Muito se tem escrito sobre o ambiente favorável que Euclides da Cunha encontrou em São José do Rio Pardo, e que teria sido de muita importância para a elaboração de Os sertões. Naquela cidade o escritor encontrou amigos que muito o ajudaram e estimularam durante a produção do livro, destacando-se alguns deles, como Francisco Escobar, que o teria ajudado em pesquisas bibliográficas, providenciado para que não faltassem os livros de que necessitasse, e até mesmo traduzido trechos de latim de livros como a Flora Brasiliensis, que Escobar fora buscar junto à Câmara Municipal de Casa Branca, e do qual traduzira as partes que interessavam ao amigo.
Parece-me importante lembrar que um ambiente favorável e amigos dispostos a colaborar, também foram encontrados na capital paulista. A amizade com Teodoro Sampaio e Orville Derby, dentre outros, garantiu a Euclides da Cunha substancial colaboração nos estudos e até mesmo na redação do livro.

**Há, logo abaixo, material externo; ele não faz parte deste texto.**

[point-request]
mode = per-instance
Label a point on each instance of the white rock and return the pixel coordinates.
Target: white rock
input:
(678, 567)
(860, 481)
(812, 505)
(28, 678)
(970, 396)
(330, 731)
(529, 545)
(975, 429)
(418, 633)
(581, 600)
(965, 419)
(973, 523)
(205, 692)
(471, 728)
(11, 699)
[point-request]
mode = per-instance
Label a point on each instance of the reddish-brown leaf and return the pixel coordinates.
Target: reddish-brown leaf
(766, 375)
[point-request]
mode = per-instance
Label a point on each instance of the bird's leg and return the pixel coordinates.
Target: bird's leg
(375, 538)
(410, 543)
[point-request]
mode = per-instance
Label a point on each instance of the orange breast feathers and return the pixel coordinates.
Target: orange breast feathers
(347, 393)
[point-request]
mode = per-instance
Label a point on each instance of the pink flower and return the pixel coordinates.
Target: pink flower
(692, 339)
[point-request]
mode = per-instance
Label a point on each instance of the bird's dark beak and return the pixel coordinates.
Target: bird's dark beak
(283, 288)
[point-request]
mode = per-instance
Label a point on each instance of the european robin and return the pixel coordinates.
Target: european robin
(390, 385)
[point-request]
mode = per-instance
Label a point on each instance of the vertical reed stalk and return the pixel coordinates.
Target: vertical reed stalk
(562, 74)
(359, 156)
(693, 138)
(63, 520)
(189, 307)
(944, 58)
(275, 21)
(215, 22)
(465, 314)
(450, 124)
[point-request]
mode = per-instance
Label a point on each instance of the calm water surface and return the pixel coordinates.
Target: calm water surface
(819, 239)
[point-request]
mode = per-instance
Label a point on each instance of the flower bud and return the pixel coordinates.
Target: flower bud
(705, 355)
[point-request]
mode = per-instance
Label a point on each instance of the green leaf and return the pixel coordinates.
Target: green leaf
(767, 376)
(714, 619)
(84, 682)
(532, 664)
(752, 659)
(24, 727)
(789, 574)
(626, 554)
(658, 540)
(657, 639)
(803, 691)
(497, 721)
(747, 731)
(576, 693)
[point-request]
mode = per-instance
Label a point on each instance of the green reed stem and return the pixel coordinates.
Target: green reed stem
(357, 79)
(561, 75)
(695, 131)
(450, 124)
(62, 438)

É admitido por seus biógrafos, e confirmado pelo seu inventário, que Euclides da Cunha não possuía uma biblioteca das mais amplas, seja devido aos recursos financeiros limitados, proveniente dos seus salários enquanto engenheiro em cargos comissionados, ou porque as constantes mudanças de cidades o impediam de juntar consigo um grande número de livros. Na cidade de São Paulo esta limitação seria relativizada pela solidariedade dos amigos, que eram também autores de trabalhos por ele consultados, e também por que ali o escritor dispunha de acervos como o do Instituto Histórico e Geográfico e até mesmo da Comissão Geográfica e Geológica, onde poderia encontrar parte dos trabalhos de que necessitasse para os seus estudos.

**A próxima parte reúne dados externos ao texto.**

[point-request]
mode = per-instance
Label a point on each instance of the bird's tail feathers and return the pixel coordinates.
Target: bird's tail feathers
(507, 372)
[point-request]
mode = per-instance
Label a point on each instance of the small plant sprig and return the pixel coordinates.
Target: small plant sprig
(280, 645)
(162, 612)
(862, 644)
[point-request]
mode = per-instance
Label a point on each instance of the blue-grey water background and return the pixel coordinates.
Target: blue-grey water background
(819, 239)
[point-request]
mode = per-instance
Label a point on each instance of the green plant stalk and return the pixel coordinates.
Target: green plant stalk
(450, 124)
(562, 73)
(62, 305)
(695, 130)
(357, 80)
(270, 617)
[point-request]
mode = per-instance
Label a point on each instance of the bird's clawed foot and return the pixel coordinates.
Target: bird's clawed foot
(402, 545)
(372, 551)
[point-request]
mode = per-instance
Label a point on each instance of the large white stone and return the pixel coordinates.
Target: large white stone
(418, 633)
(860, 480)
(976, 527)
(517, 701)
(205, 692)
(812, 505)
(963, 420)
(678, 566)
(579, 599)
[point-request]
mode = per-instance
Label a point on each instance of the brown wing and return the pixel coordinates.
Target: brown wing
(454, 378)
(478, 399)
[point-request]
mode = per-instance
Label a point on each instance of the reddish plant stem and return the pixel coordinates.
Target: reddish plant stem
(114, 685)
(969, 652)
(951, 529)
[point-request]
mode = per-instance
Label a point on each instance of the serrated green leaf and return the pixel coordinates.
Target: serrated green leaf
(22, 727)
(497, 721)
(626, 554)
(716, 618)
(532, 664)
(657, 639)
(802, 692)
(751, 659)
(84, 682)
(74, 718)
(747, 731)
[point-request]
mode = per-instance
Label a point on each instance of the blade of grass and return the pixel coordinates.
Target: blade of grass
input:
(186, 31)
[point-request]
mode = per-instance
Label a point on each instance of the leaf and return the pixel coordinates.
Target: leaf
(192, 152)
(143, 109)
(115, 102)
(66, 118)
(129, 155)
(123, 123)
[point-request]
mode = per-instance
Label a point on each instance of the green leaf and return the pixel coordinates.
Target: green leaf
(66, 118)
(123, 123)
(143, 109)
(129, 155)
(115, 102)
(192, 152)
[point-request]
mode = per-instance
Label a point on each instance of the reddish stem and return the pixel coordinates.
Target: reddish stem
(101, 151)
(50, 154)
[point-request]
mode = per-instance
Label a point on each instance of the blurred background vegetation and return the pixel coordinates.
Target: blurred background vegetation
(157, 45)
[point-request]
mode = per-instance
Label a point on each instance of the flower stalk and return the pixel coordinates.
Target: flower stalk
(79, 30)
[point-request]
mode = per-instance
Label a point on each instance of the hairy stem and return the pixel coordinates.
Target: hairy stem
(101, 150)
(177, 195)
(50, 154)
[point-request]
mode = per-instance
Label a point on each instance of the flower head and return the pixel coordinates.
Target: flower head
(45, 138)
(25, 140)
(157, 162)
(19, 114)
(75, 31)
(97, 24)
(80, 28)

O professor José Calasans anotou, num dos seus muitos esboços de estudos, que "não estaria longe da verdade quem disser que Os sertões é um livro de equipe. Uma obra de muitos colaboradores. Livro que Euclides fez questão de ler para vários amigos". Na mesma perspectiva do historiador baiano, Franklin de Oliveira afirma que "Os sertões é um livro que não só socializa saberes, como sua própria autoria": ele teria sido impossível sem a colaboração direta e indireta de vários amigos e autores, sem que isto implique em "capitis diminutio". No que diz respeito ao conteúdo das ciências naturais, acredito que as afirmativas encontram terreno fértil.

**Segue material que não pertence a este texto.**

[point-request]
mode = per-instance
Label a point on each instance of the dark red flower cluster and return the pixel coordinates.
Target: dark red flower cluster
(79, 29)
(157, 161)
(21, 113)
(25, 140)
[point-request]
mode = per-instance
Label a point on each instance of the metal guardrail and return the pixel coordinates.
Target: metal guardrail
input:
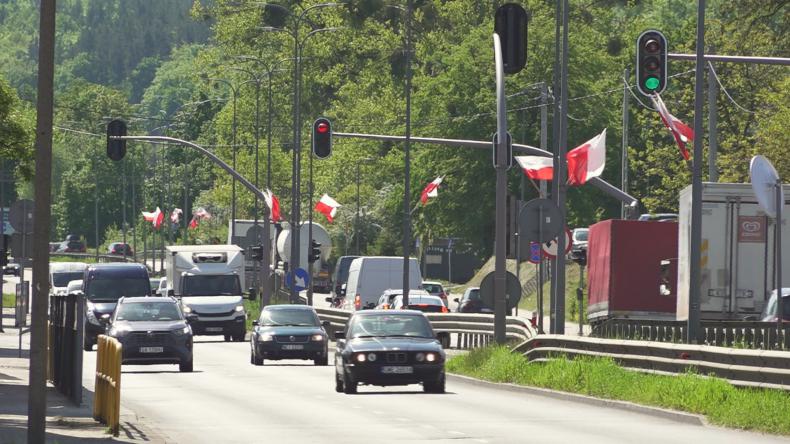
(471, 330)
(65, 345)
(755, 368)
(107, 395)
(742, 334)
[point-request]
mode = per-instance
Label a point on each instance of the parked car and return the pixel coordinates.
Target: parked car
(104, 285)
(152, 330)
(420, 301)
(119, 248)
(770, 312)
(388, 347)
(471, 302)
(289, 332)
(436, 289)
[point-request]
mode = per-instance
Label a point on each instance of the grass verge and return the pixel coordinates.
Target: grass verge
(762, 410)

Sendo um livro ímpar na cultura brasileira, O sertões não pode sequer ser confundido com uma descrição da natureza e da luta do interior da Bahia, que poderia ser escrito por qualquer dos seus colaboradores, em qualquer área, mas o esforço de construção do livro envolveu Euclides da Cunha em estudos e leituras que, sem as suas relações com personagens como Teodoro Sampaio, poderiam se tornar um obstáculo da importância igual à que ele julgou ter o exército encontrado diante da natureza sertaneja.